All info is blocked by the hypervisor :(
... processor : 1 vendor_id : AuthenticAMD cpu family : 23 model : 49 model name : AMD EPYC 7B12 stepping : 0 microcode : 0xffffffff cpu MHz : 2249.998 cache size : 512 KB physical id : 0 siblings : 2 core id : 0 cpu cores : 1 ...
cat /proc/cpuinfo | grep MHz Every 2.0s: cat /proc/cpuinfo | grep MHz cpu MHz : 2800.202 cpu MHz : 2800.202 cpu MHz : 2800.202 cpu MHz : 2800.202 cpu MHz : 2800.202 cpu MHz : 2800.202 cpu MHz : 2800.202 cpu MHz : 2800.202
CPU frequency does not change.
All info is blocked by the hypervisor :(
... processor : 7 vendor_id : GenuineIntel cpu family : 6 model : 85 model name : Intel(R) Xeon(R) CPU @ 2.80GHz stepping : 7 microcode : 0xffffffff cpu MHz : 2800.202 cache size : 33792 KB physical id : 0 siblings : 8 core id : 3 cpu cores : 4 ...

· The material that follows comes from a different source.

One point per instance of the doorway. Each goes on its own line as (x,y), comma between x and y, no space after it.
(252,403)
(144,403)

cat /proc/cpuinfo | grep MHz Every 2.0s: cat /proc/cpuinfo | grep MHz cpu MHz : 2294.606
CPU frequency does not change.
core 0: TurboBoost (MSR): enabled
All other info is blocked by the hypervisor :(
... processor : 0 vendor_id : GenuineIntel cpu family : 6 model : 85 model name : Intel Xeon Processor (Skylake, IBRS) stepping : 4 microcode : 0x1 cpu MHz : 2294.606 cache size : 16384 KB physical id : 0 siblings : 1 core id : 0 cpu cores : 1 ...

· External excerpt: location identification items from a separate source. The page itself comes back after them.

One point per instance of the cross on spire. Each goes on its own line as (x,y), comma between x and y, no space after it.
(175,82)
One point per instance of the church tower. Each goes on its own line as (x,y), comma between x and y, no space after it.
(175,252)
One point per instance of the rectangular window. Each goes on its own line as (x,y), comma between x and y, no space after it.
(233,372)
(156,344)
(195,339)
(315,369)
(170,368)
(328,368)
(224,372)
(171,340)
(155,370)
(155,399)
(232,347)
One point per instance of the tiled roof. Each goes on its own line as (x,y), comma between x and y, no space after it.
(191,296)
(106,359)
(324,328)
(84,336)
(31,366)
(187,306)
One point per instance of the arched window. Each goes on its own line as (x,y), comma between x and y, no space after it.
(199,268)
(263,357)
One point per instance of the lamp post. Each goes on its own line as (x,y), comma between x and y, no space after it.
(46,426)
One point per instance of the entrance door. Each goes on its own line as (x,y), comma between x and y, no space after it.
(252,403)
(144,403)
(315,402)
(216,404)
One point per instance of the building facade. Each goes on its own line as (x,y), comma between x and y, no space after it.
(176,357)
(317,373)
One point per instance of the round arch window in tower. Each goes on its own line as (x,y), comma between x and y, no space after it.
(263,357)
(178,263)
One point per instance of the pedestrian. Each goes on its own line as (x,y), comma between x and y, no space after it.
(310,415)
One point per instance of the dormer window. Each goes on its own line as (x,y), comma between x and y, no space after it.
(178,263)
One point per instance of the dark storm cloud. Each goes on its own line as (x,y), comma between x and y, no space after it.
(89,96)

Over the course of the case study we have looked at how CPU utilization is defined generally and how it is implemented in particular in the Linux operating systems.
We have seen that CPU utilization is by far no easily reproducible nor comparable metric and also not a linear metric.

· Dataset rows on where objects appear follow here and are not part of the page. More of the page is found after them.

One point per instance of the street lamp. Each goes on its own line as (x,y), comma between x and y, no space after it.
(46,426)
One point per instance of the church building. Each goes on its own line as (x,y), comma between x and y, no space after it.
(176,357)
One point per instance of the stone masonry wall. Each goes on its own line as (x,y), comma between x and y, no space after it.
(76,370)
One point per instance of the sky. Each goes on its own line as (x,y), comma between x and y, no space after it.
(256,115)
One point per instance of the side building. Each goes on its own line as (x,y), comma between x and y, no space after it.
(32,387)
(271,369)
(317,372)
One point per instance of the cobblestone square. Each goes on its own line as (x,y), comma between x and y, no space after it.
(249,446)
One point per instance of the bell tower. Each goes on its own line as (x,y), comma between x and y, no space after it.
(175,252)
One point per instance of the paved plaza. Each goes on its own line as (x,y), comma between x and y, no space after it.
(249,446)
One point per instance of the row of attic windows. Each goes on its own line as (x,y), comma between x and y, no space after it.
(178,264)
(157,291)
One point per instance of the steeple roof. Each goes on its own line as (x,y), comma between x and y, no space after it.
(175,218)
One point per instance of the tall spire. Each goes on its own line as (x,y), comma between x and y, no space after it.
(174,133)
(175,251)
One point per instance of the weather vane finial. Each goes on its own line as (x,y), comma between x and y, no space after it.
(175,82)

Then we have looked at how energy can be split by this value and seen that it is highly tricky to use ratios for splitting. The approach by Scaphandre is way better, by just using the elapsed jiffies but is at least of in the absolute value from a harder metric like Instructions.
This makes CPU utilization really only helpful as an indicator internal to the same system.
These claims are only valid for machine CPU values, the value on a per process level is typically unusable for any comparative or drill-down task.
Using this metrics to do any inference of other values is only feasible with a strongly and complex non-linear model or if the system is configured in that way that many variables are fixed (like for instance Turbo Boost and CPU frequency).
As we have seen many cloud vendors, especially CI/CD tools like Github Actions or Gitlab Pipelines use fixed frequency CPUs, which allow for making some reproducibility claims of the system performance and energy.
As said before, these are for instance the assumptions for our Cloud Energy model where we estimate the power draw of cloud machines based on the fact that in the SPECPower data we use there the systems have typically fixed C-States and P-States.
In a future piece we will look at how using CPU instructions and jiffies behaves on different load types.
We have here only compared a relatively small load process with a medium load system. However we assume that the ratio will behave very differently for highly loaded systems and a high-load process.